Naly Engineering Notes: Codex CLI, Structured JSON, and Cron-Safe AI Workers

Abstract

Naly uses Codex CLI as the control plane for scheduled AI work: each cron entry runs a checked-in script that launches a bounded assistant task with web search and a strict output contract, then writes validated JSON artifacts for downstream publishing, replay, and retries. This makes model work behave like an operational pipeline—same command, explicit schema, explicit artifacts—rather than a mutable interactive workflow. As of 2026-06-25, this distinction is the reliability edge for growth-critical content infrastructure.

Where it sits in Naly

Naly already has active GST priorities around discovery, retention, and distribution workflows. This pattern fits that execution layer directly:

• Cron jobs invoke a single tsx script per use case so every run stays inside versioned code, not ad hoc shell snippets.
• Codex CLI performs the reasoning and retrieval work, while Naly handles orchestration control: schedule, retries, locking, and durable artifacts.
• Structured output feeds downstream systems built on Next.js, React, Drizzle ORM, and Neon without downstream schema guessing.
• External logs and run metadata are written under NALY_LOG_ROOT, making post-mortems reproducible independent of process output buffering.

The thesis is: for production use, LLM quality is only half the system; deterministic boundaries around that LLM are the other half.

Technical mechanism

1) Contract-first worker entrypoint

Each task starts from three immutable inputs:

• A codified prompt template and task intent.
• A response schema that must be validated.
• A run envelope (run_id, source_query, attempt, env), persisted before API call.

Naly invokes Codex CLI in batch mode from cron, not interactive mode. Codex is documented as a local coding agent and shipped as a standalone CLI with open-source distribution and active releases, and can be run in a scripted environment Codex CLI, OpenAI Codex repo.

2) Why structured output is non-negotiable

OpenAI structured-output guides describe parser-supported schema extraction and the strict mode behavior needed for machine pipelines. In Naly, the model output is treated as an intermediate artifact, not final truth, so the JSON contract is where reliability is enforced:

• required fields (headline, evidence list, confidence, citations, failure reason)
• optional fields with defaults
• numeric confidence and bounded enums
• explicit parser failures surfaced as run errors, not silently auto-corrected text.

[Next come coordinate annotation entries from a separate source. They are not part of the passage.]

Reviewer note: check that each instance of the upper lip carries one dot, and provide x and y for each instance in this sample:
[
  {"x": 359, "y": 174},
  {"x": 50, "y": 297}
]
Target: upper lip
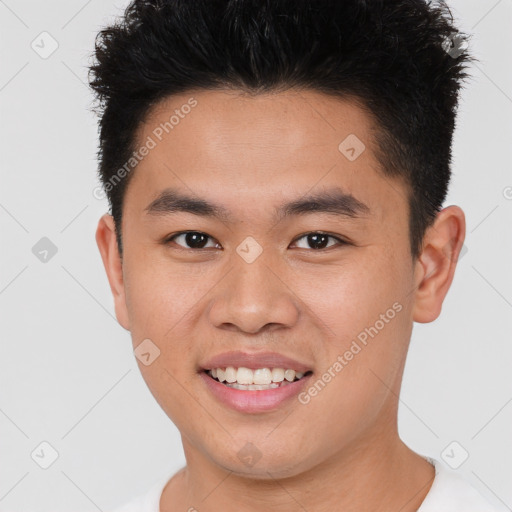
[{"x": 254, "y": 361}]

3) Cron-to-agent lifecycle with concurrency control

Cron executes scheduled lines according to standard 5-field timing fields and launches a command when fields match crontab. For production safety Naly adds:

• lock guard (single active run per task)
• idempotent run key
• bounded retry policy with jitter
• external log capture for every phase
• post-run state update in database tables managed by Drizzle/Neon.

flock is designed exactly for this guardrail pattern: acquire a lock, execute critical section, exit cleanly when already locked flock. Because lock state follows file descriptors, overlapping cron windows are explicitly denied instead of corrupting state.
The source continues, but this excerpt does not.